Quebec MGAs called on to regroup their forcesBy Donna Glasgow | June 20 2011 06:06PM
|Rising regulatory pressures mean Quebec’s MGAs need to begin working together to rebuild an association for themselves or join CAILBA as a Quebec chapter, said panellists at The Insurance and Investments Convention on Nov. 9 in Montreal.|
During the summer of 2009, Quebec’s MGA organization, Association des cabinets gestionnaires de services financiers (ACGSF) disbanded due to a lack of interest from members.
Since then, increasing compliance demands have raised concerns throughout the distribution channel and have spurred the Canadian Association of Insurance Life brokerage Agencies (CAILBA) to take an increasingly active and visible role in representing its 50 members. However, only two of this association’s MGA members, Copoloff Insurance Agencies and Force financière Excel, are Quebec-based firms.
During a panel discussion at the convention, James McMahon, President and CEO of Force financière Excel, commented that the most important issues facing Quebec MGAs are of national significance, which means Quebec MGAs would benefit by working together with CAILBA. He suggested that they get together and form a Quebec chapter of CAILBA.
“I think we should have a CAILBA Quebec chapter. When we have problems in Quebec, we will resolve them. When we have problems at the national level, we will resolve them with CAILBA.”
CAILBA’s President, Peter Lamarche, also addressed the issue of Quebec participation in CAILBA. He welcomed the idea of a Quebec chapter. “I agree with my panel members that there are national issues with regulators and there are national issues with insurers. So, obviously if there were a Quebec association…we could put the two forces together and have a tremendous impact on regulators and insurers who are our partners.”

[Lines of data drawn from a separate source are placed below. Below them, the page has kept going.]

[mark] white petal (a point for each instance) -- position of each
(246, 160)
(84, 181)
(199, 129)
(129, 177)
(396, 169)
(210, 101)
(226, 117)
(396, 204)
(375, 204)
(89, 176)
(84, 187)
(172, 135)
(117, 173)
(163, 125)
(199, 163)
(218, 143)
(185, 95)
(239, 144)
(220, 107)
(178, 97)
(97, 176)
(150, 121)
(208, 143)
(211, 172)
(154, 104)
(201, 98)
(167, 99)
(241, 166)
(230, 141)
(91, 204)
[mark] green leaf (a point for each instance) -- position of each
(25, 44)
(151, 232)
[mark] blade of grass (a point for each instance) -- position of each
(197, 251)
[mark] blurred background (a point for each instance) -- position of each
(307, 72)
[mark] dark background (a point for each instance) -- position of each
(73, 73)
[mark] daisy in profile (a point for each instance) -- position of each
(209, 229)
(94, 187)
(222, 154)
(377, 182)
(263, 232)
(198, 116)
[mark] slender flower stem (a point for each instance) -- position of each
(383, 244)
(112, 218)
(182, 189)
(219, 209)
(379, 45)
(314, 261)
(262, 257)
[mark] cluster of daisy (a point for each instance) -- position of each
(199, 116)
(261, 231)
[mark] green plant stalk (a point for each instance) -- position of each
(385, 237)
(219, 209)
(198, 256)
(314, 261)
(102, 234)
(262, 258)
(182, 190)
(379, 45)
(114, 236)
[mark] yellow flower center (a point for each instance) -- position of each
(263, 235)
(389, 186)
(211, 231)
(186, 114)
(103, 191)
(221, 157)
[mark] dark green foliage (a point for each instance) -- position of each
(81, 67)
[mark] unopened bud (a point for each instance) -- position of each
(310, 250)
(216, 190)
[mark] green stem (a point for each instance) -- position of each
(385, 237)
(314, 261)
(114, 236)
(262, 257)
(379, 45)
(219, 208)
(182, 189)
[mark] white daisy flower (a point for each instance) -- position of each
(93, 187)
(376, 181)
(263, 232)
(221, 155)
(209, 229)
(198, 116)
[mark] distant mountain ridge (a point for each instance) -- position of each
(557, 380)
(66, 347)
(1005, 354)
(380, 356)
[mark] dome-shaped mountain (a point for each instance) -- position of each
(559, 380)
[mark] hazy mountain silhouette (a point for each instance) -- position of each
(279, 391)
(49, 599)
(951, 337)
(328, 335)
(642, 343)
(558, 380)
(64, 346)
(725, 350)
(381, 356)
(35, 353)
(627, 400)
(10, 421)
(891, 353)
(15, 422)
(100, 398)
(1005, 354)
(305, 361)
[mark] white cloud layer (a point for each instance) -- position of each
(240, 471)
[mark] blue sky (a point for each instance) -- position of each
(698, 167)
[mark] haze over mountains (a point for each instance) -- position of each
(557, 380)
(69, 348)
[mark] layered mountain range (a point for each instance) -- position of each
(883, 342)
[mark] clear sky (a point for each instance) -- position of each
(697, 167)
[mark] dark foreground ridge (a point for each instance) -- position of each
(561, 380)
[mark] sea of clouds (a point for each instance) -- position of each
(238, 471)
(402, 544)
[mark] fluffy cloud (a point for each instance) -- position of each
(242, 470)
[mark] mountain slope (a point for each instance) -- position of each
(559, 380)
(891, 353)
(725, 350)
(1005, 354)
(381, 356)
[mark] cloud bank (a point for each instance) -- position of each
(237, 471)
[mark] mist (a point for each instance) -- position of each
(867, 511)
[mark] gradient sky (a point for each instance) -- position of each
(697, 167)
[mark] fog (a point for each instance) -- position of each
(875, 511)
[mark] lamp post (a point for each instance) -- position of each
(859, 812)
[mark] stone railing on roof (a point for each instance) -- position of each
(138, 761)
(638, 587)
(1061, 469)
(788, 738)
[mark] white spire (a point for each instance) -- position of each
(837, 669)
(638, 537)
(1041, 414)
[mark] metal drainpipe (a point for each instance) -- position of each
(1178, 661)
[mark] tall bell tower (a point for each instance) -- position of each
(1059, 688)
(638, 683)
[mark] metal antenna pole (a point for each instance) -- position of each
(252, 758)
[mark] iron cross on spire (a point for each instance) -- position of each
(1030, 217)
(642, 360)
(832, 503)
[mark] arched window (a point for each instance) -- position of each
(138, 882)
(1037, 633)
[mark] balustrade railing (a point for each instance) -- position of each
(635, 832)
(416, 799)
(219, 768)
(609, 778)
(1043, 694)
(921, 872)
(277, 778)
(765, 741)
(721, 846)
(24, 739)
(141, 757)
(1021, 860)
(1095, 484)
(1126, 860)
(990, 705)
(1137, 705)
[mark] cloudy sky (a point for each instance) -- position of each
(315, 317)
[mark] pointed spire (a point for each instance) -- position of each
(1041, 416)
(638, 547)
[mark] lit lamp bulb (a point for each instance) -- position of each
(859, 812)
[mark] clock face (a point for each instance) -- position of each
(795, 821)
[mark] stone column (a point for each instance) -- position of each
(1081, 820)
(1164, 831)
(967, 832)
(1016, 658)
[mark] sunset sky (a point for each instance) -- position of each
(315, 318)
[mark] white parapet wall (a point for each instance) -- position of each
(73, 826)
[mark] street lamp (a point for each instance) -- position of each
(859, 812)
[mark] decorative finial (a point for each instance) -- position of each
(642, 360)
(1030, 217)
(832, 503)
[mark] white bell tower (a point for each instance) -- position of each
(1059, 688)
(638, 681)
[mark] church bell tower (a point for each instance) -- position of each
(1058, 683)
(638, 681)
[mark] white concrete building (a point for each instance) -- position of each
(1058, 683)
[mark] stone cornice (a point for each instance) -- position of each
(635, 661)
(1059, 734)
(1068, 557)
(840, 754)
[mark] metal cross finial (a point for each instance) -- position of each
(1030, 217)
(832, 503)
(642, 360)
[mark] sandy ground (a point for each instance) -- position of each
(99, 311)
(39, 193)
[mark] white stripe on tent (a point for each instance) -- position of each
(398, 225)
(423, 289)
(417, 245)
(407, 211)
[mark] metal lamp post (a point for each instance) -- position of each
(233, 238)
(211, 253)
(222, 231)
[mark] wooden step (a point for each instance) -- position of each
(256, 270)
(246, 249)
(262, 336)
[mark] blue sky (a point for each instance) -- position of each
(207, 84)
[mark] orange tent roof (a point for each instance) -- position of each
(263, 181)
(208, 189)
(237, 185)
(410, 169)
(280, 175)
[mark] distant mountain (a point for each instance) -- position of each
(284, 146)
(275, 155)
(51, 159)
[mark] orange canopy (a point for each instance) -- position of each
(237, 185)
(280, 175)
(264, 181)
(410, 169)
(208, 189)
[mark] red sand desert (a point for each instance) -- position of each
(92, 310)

Panellist Guy Duhaime, President of Groupe Financier Multi Courtage also called on Quebec MGAs to regroup, either by forming a new Quebec MGA association or a CAILBA chapter. He was one of the founders of the now defunct association, but he hopes that the province’s MGAs will realize that they need to have representation with regulators who are increasing compliance pressure on MGAs.